We weren’t the last ones, that’s for sure. His son pulled up in his Jeep, packed to the brim with food. He brought Luke a tiny children’s tape player and loaded it up with batteries so his old man could listen to his favorite music no matter where he wound up—like a hospital bed, just for instance. He brought two of Luke’s old friends along with him—Zurab, the blind-as-a-bat old-timer who’d lived with Luke in a communal apartment on Revolution Street, and Sasha, a tall, skinny guy who’d commissioned Luke to decorate some public cafeterias way back in the eighties. It seemed like Zurab didn’t really know where he was, but he greeted Luke courteously, giving him a long, firm handshake, patting him on the back, and even shedding one rugged tear from one half-blind eye. Sasha was a lean guy sporting a military haircut, his signature thin graying mustache, and a jacket, black like that of a chimney sweep.
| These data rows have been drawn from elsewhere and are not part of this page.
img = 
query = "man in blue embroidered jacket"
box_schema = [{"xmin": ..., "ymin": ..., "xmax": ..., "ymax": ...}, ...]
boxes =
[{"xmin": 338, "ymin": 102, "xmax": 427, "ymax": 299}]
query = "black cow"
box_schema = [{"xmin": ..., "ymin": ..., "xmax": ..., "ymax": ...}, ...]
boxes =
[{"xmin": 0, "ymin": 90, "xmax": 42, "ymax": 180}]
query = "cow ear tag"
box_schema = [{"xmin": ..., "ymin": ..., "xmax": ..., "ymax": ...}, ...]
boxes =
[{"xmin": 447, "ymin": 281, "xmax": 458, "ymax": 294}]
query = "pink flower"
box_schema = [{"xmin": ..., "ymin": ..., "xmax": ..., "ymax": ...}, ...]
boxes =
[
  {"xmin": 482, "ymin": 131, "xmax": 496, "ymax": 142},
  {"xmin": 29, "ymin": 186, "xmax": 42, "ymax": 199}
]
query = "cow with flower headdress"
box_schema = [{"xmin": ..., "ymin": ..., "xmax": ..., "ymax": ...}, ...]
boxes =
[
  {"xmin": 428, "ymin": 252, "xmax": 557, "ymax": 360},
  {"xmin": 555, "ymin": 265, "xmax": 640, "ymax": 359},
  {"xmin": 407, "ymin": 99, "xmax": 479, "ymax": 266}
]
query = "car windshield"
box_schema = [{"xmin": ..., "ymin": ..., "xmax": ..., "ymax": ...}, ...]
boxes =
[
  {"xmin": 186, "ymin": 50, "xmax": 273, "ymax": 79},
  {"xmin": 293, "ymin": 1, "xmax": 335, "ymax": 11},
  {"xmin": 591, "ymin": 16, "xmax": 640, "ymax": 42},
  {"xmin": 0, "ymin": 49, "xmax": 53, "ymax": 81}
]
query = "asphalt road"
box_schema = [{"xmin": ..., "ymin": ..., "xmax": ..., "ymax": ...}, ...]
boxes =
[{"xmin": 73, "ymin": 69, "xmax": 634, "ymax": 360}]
He knew exactly what was going on, so he tried to keep his feelings and need to show compassion in check, hugging Luke and Zurab and jabbering away about something or other.
Eventually, Luke’s son couldn’t take it anymore, so he said, “All right, you guys catch up while I go get the spread ready.” He started carrying some grocery bags over to a large empty table under the apple trees covered with the same tissue paper.
“Let me give you a hand,” she said, getting down to business.
“Don’t worry,” Luke said. “Let them get everything ready. Come take a look at my apple trees.”